Any agricultural landowner in the county may now operate at least a small winery on his or her property, even when the zoning calls for limited agriculture. In addition, wineries may now – with permanent Planning Commission approval on a winery-by-winery basis – have more than 200 people at their special events, which may be held more frequently than the current standard of 12 times per year.
The Board of Supervisors approved the expenditure of $440,000 to help trout swim upstream past barriers in three South County streams. The money is coming from the California, Coastal Conservancy and is going to Questa Engineering Corporation of Point Richmond, California, to design the changes to existing bridges and drainpipes.
Surfers and ocean lovers can rest easy in the knowledge that the eight-year battle to convert all the homes near the world-famous Rincon beach from outdated septic systems to more ocean-friendly sewer systems appears to be—at least from a legal standpoint—over.

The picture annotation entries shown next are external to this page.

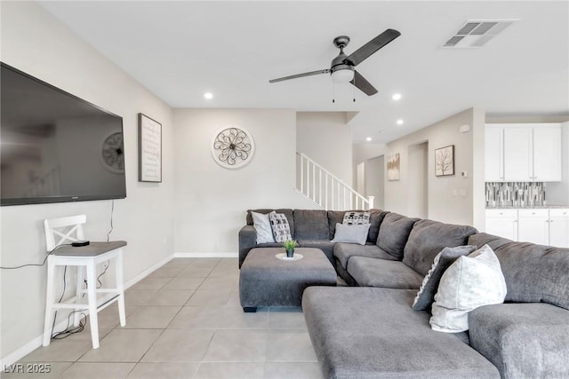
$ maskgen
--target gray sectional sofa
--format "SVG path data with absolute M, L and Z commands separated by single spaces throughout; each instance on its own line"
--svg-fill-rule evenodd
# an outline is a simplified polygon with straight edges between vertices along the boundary
M 304 291 L 304 316 L 325 376 L 569 378 L 569 249 L 379 209 L 371 211 L 366 245 L 333 243 L 331 225 L 344 212 L 285 210 L 301 246 L 322 249 L 349 285 Z M 250 217 L 247 224 L 239 233 L 240 264 L 256 247 Z M 467 244 L 488 244 L 495 252 L 505 303 L 469 312 L 468 332 L 434 331 L 429 310 L 413 311 L 413 299 L 437 254 Z

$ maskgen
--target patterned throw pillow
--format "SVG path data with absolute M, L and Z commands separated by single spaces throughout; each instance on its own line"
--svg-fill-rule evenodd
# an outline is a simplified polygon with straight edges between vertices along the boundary
M 284 213 L 276 213 L 274 210 L 268 214 L 270 227 L 273 229 L 273 236 L 276 242 L 283 242 L 293 239 L 291 227 Z
M 275 242 L 268 215 L 263 215 L 262 213 L 257 213 L 252 210 L 251 217 L 252 217 L 252 225 L 255 228 L 255 232 L 257 232 L 257 243 Z
M 345 225 L 363 225 L 370 223 L 370 212 L 346 212 L 344 220 L 341 222 Z

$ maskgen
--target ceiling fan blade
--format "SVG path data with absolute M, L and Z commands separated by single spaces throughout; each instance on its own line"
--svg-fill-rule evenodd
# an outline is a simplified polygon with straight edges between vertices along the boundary
M 375 95 L 377 93 L 377 90 L 356 70 L 354 70 L 354 79 L 349 83 L 354 84 L 356 88 L 365 93 L 367 96 Z
M 365 59 L 368 59 L 370 55 L 401 36 L 401 33 L 395 29 L 387 29 L 364 46 L 357 49 L 346 58 L 346 60 L 351 63 L 352 66 L 357 66 Z
M 317 75 L 319 74 L 329 74 L 329 73 L 330 73 L 330 69 L 326 68 L 324 70 L 310 71 L 309 73 L 297 74 L 295 75 L 284 76 L 284 77 L 279 77 L 277 79 L 271 79 L 268 81 L 268 83 L 283 82 L 284 80 L 296 79 L 297 77 L 312 76 L 312 75 Z

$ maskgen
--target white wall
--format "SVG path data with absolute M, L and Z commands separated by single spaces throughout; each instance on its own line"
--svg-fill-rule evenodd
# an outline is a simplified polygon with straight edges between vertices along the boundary
M 373 208 L 384 209 L 384 182 L 385 162 L 384 156 L 370 158 L 361 164 L 364 165 L 365 196 L 373 196 Z
M 31 2 L 2 3 L 2 61 L 124 118 L 124 200 L 115 201 L 112 240 L 124 240 L 124 280 L 173 253 L 173 136 L 172 109 Z M 137 114 L 162 122 L 163 183 L 138 182 Z M 85 233 L 105 241 L 110 201 L 2 207 L 0 247 L 4 266 L 45 257 L 44 218 L 87 215 Z M 6 357 L 43 332 L 45 267 L 0 271 L 2 343 Z
M 282 109 L 175 109 L 177 253 L 236 253 L 245 210 L 314 205 L 294 191 L 296 113 Z M 218 165 L 210 145 L 219 129 L 244 128 L 255 141 L 245 166 Z
M 478 146 L 474 147 L 473 140 L 477 138 L 475 136 L 478 136 L 480 130 L 484 133 L 484 117 L 480 114 L 483 114 L 482 110 L 468 109 L 388 144 L 387 154 L 400 154 L 401 170 L 400 180 L 385 182 L 385 209 L 409 214 L 407 198 L 415 189 L 411 186 L 409 177 L 408 148 L 428 142 L 429 218 L 451 224 L 475 225 L 478 217 L 476 215 L 484 212 L 484 206 L 481 209 L 474 209 L 475 202 L 479 203 L 480 199 L 484 201 L 484 175 L 479 176 L 479 165 L 484 168 L 484 156 L 481 162 L 473 160 L 475 150 L 478 150 Z M 470 126 L 470 130 L 461 133 L 459 127 L 465 124 Z M 454 145 L 455 175 L 435 177 L 435 149 L 449 145 Z M 479 148 L 484 150 L 484 144 Z M 468 176 L 462 178 L 461 171 L 467 172 Z M 475 192 L 475 188 L 480 186 L 477 183 L 480 180 L 483 190 Z
M 409 159 L 409 187 L 407 193 L 407 215 L 410 217 L 427 218 L 429 217 L 429 143 L 411 145 L 407 149 Z
M 547 183 L 545 191 L 548 204 L 569 206 L 569 122 L 561 124 L 561 182 Z
M 380 155 L 383 155 L 388 149 L 387 144 L 354 144 L 352 146 L 352 162 L 354 162 L 354 168 L 359 163 L 366 162 L 369 159 L 376 158 Z M 354 183 L 356 183 L 356 170 L 354 169 Z
M 355 187 L 352 171 L 352 131 L 345 112 L 299 112 L 296 151 Z

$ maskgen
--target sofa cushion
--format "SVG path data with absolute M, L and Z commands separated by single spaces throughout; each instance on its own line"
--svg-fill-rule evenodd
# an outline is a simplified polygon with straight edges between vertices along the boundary
M 325 241 L 300 240 L 298 241 L 298 242 L 299 242 L 299 248 L 320 249 L 322 252 L 325 254 L 325 256 L 326 256 L 326 257 L 328 258 L 332 265 L 334 265 L 334 259 L 333 259 L 334 243 L 333 242 L 331 242 L 327 240 L 325 240 Z
M 501 304 L 506 281 L 498 257 L 488 245 L 460 257 L 441 278 L 430 325 L 446 333 L 469 329 L 469 312 L 482 305 Z
M 445 248 L 443 251 L 435 257 L 435 261 L 423 282 L 417 292 L 417 296 L 413 302 L 413 311 L 425 310 L 433 304 L 435 294 L 438 288 L 438 283 L 447 268 L 456 261 L 459 257 L 466 256 L 477 249 L 476 245 L 458 246 L 456 248 Z
M 349 273 L 362 287 L 419 288 L 423 277 L 399 261 L 352 257 L 348 261 Z
M 513 242 L 513 241 L 485 233 L 477 233 L 469 237 L 469 245 L 476 245 L 477 249 L 482 248 L 484 245 L 488 245 L 494 252 L 501 245 L 509 242 Z M 500 259 L 500 257 L 498 259 Z
M 469 236 L 475 233 L 476 228 L 469 225 L 419 220 L 409 234 L 403 263 L 424 276 L 437 254 L 445 248 L 466 245 Z
M 397 213 L 389 213 L 380 225 L 377 246 L 386 253 L 401 260 L 409 233 L 417 220 L 419 218 L 410 218 Z
M 331 242 L 357 243 L 365 245 L 367 232 L 370 230 L 369 224 L 345 225 L 336 224 L 336 233 L 334 239 Z
M 485 305 L 469 325 L 472 347 L 502 378 L 569 377 L 569 312 L 543 303 Z
M 386 253 L 377 245 L 357 246 L 352 243 L 336 243 L 333 249 L 334 257 L 345 269 L 350 257 L 367 257 L 370 258 L 397 260 L 395 257 Z
M 370 213 L 370 230 L 367 233 L 367 242 L 375 243 L 380 225 L 383 221 L 383 217 L 389 212 L 381 209 L 369 210 L 348 210 L 348 212 L 369 212 Z M 334 238 L 336 232 L 336 224 L 341 224 L 344 220 L 344 210 L 328 210 L 328 240 Z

Local nonprofit Heal the Ocean happily announced this week that the deadline to appeal last month’s approval of the project by the Carpinteria Sanitary District came and went Monday with nary a voice of dissent. Though the project still needs to be bid out to a contractor—and other odds and ends put together—it looks as though by late 2008 or early 2009 the entire point will be converted to sewer systems.
A backcountry dam was blown up last week to improve habitat for the endangered steelhead trout. The Horse Creek Dam in the San Rafael Wilderness blocked passage of the steelhead and other aquatic species to the seven miles of habitat upstream from the dam. Workers from the state Fish and Game Department worked with members of the California Conservation Corps to blow the edifice sky-high.